NYSE Retail Liquidity Program

Discussion in 'Automated Trading' started by clearinghouse, Oct 5, 2012.

  1. http://traderupdates.nyse.com/2012/07/nyse_and_nyse_mkt_retail_liqui_1.html

    Do you have to basically be a GETCO or a Knight to be putting in price improved orders for retail liquidity? I currently send 0 orders to the NYSE and don't even have a port there, either through a broker or directly. Anyone familiar with this program at all?

    FWIW, I'm a nobody liquidity removing prop trader trading my own money, so I don't ever interact with exchanges. I just want to know whether it's worth firing off a whiny e-mail to my tech provider about how my life is being ruined without access to this liquidity.
  2. jb514


    How come NYSE never has subpenny prints? Are the RLP trades reported differently?
  3. actually the NYSE RLP is making it so more of the retail flow hits the lit public markets instead of going directly to a wholesaler ( getco, knight, IB's TH)


  4. FTA:

    "Under the exchange’s programs, market makers will be allowed to post hidden quotes in sub-penny increments that may only be traded against by qualified retail brokers. The plans’ detractors noted this was a violation of the SEC’s ban on sub-penny quotes, which the regulator has noted could discourage traders from posting limit orders."

    They just say "market makers"; they don't say whether this is just any guy sitting in his basement making a two sided market or whether it's designated market makers who're able to post these quotes. It seems like they're implying it's designated market makers.
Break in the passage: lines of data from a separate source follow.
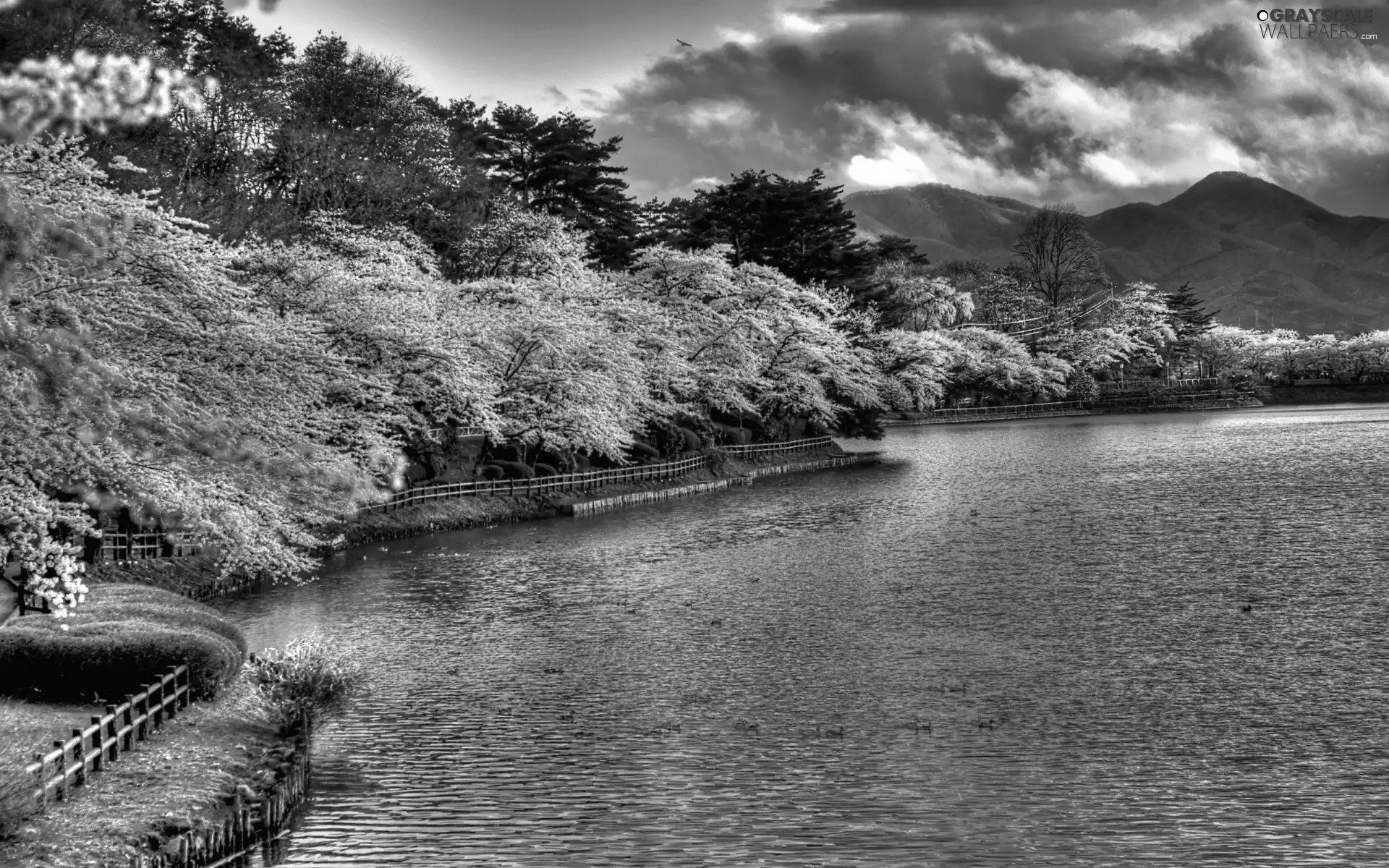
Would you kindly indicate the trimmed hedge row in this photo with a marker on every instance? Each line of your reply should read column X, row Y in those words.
column 114, row 643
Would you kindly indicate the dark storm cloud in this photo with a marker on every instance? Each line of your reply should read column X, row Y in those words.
column 856, row 7
column 1056, row 101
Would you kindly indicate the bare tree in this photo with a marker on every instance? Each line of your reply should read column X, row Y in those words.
column 1056, row 256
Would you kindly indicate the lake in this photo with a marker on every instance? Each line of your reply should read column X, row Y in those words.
column 747, row 677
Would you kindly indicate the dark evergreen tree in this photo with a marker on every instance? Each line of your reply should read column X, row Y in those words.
column 888, row 247
column 556, row 166
column 798, row 226
column 1188, row 320
column 1186, row 317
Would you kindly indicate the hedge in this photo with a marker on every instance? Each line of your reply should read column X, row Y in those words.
column 120, row 639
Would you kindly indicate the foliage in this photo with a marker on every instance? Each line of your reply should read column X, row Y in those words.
column 116, row 643
column 87, row 93
column 797, row 226
column 310, row 678
column 992, row 360
column 999, row 297
column 556, row 167
column 1056, row 258
column 1084, row 388
column 909, row 297
column 1283, row 354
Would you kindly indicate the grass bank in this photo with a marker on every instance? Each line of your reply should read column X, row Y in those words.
column 193, row 575
column 179, row 774
column 1328, row 393
column 184, row 774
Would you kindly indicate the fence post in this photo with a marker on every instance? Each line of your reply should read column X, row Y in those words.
column 157, row 712
column 173, row 679
column 43, row 780
column 114, row 731
column 60, row 791
column 98, row 749
column 80, row 757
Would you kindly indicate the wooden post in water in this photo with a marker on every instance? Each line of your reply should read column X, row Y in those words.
column 60, row 791
column 128, row 721
column 98, row 750
column 80, row 757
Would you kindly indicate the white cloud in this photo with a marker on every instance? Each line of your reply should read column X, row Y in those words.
column 744, row 38
column 794, row 22
column 917, row 152
column 705, row 114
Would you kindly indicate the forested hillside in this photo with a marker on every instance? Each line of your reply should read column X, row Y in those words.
column 247, row 285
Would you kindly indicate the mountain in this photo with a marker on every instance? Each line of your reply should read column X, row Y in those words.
column 1248, row 246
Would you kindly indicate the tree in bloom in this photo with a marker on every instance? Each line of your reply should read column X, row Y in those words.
column 88, row 93
column 516, row 242
column 752, row 342
column 1221, row 349
column 995, row 362
column 138, row 373
column 914, row 367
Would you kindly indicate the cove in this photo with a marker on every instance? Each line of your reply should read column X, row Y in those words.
column 659, row 685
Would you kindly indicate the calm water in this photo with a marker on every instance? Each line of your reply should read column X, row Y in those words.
column 1081, row 579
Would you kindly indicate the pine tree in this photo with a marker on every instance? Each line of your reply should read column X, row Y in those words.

    Also, I don't see how their program addresses the SEC's views about wholesaler interception of flow if the flow is just headed to some designated market maker on the NYSE. Have we all forgotten the days of the crooked specialist, his bogus book locking, and suspicious "price improvements" on large block fills? Why do we want that guy being the equivalent of a wholesaler, but on the NYSE instead -- NYSE commission rates are terrible for a Joe Blow retail liquidity remover on a broker like IB. At least the wholesalers are dirt cheap. What is the NYSE RLP solving in terms of flow interception? The only thing I see it solving is the problem of their declining market share.